Numerical and Comparative Results

The spectroscopic analysis conducted revealed characteristics of the kilonova associated with GRB 230307A that draw significant parallels to the well-documented kilonova AT2017gfo, known from the gravitational wave-detected GW170817 merger event. Notably, both GRBs showed similar rapid spectral evolution and decline, confirming the presence of similar processes in the aftermath of the mergers.

The paper reports that GRB 230307A exhibited an isotropic equivalent energy release of over $10^{51}$ erg, placing it among the more energetic events observed. Moreover, correlations between the measured spectral line features and surviving elements like tellurium provide not only evidence of heavy element production but a useful benchmark for modeling kilonova emissions across varied astrophysical conditions.

Interpretation and Framework

The results elucidate the role compact object mergers play in the distribution and production of heavy elements across the universe. Previously, it was established that such events contribute to the presence of elements like strontium. The clear identification of tellurium extends this understanding to heavier atomic mass numbers, underscoring the importance of neutron-rich environments in kilonova physics.

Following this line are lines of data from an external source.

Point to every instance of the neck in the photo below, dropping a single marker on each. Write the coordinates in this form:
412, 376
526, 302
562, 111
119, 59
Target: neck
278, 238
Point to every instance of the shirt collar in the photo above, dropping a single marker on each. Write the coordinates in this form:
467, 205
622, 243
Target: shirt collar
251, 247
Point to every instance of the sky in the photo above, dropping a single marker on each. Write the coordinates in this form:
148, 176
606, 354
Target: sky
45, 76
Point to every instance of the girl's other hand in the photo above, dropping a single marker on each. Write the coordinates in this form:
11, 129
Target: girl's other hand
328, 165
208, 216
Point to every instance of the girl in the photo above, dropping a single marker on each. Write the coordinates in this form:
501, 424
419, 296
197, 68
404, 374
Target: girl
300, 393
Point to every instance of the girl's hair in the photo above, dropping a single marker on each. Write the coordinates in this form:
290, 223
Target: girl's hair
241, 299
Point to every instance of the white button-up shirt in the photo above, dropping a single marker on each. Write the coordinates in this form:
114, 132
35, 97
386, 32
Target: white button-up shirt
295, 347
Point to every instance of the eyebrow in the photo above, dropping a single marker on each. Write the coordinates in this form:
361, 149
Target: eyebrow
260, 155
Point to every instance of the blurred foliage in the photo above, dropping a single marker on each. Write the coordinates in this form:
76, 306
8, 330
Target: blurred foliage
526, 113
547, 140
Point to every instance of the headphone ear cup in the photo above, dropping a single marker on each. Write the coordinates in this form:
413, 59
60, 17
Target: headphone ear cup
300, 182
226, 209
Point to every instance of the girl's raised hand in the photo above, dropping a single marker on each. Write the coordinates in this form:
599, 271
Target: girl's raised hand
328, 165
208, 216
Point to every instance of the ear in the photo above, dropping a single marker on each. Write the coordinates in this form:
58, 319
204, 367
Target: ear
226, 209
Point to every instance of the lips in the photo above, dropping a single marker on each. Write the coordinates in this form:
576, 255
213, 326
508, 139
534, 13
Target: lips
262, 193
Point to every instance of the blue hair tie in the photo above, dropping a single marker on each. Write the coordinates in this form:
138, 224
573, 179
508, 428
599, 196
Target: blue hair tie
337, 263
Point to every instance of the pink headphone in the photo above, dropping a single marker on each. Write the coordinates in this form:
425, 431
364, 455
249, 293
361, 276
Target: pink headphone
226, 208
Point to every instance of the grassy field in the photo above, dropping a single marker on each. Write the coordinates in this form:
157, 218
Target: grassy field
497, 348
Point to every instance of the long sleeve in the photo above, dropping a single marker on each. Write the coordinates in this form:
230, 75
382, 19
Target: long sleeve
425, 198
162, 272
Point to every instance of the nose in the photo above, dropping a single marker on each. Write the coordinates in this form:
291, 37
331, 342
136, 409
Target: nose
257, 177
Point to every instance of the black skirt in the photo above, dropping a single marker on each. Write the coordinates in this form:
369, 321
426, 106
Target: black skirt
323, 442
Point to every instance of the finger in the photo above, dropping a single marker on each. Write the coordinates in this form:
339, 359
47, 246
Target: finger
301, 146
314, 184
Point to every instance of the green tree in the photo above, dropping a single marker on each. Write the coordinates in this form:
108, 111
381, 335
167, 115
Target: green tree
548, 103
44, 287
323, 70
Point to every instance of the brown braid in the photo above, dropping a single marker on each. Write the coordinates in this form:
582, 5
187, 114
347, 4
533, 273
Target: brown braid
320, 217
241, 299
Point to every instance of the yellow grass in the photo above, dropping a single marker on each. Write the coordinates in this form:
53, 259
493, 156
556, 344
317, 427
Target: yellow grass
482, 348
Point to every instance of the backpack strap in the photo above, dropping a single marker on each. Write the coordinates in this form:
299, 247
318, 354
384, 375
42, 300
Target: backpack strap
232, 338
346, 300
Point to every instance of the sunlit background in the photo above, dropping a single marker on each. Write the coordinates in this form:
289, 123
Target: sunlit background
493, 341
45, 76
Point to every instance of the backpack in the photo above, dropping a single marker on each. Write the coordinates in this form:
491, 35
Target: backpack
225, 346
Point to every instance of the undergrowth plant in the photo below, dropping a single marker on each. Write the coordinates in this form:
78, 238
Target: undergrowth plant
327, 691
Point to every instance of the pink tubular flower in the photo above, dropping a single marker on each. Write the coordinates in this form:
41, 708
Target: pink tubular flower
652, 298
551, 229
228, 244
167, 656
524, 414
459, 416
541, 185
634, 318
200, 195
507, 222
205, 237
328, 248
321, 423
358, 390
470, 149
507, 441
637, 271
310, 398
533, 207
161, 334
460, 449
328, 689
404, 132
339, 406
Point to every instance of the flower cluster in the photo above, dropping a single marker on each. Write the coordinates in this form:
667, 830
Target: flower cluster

The identification of a kilonova signature associated with a long-duration gamma-ray burst also presents a noteworthy expansion of the framework through which these cosmic explosions are understood. Typically, long-duration bursts are associated with the collapse of massive stars, while this view supports a more amalgamated landscape of progenitors leading to such phenomena.

Implications and Future Prospects

The findings have substantial implications for nucleosynthesis models, enhancing predictions of resultant chemical abundances following neutron star mergers. Furthermore, observationally, the work demonstrates the vital role JWST and its mid-infrared capabilities play in unpacking the complexities of post-merger ejecta, particularly when ground-based telescopes face limitations. The sensitive detection of mid-infrared signals opens avenues for exploring faint or distant kilonova exploders potentially invisible at shorter wavelengths.

As a prospective outlook, these results are likely to drive a reevaluation of not just the rates of r-process production from GRBs but also the spatial distribution of such processes within galaxies. Additionally, the connection between kilonovae and gravitational wave detections offers an exciting frontier, potentially enriching our understanding of both the local and cosmological environments conducive to r-process nucleosynthesis.

In conclusion, the work by Levan et al. significantly amplifies our granularity in understanding the astrophysical sites of heavy element production, leveraging both observational data and comparative analysis to position GRB 230307A within a broader paradigm of cosmic chemical evolution.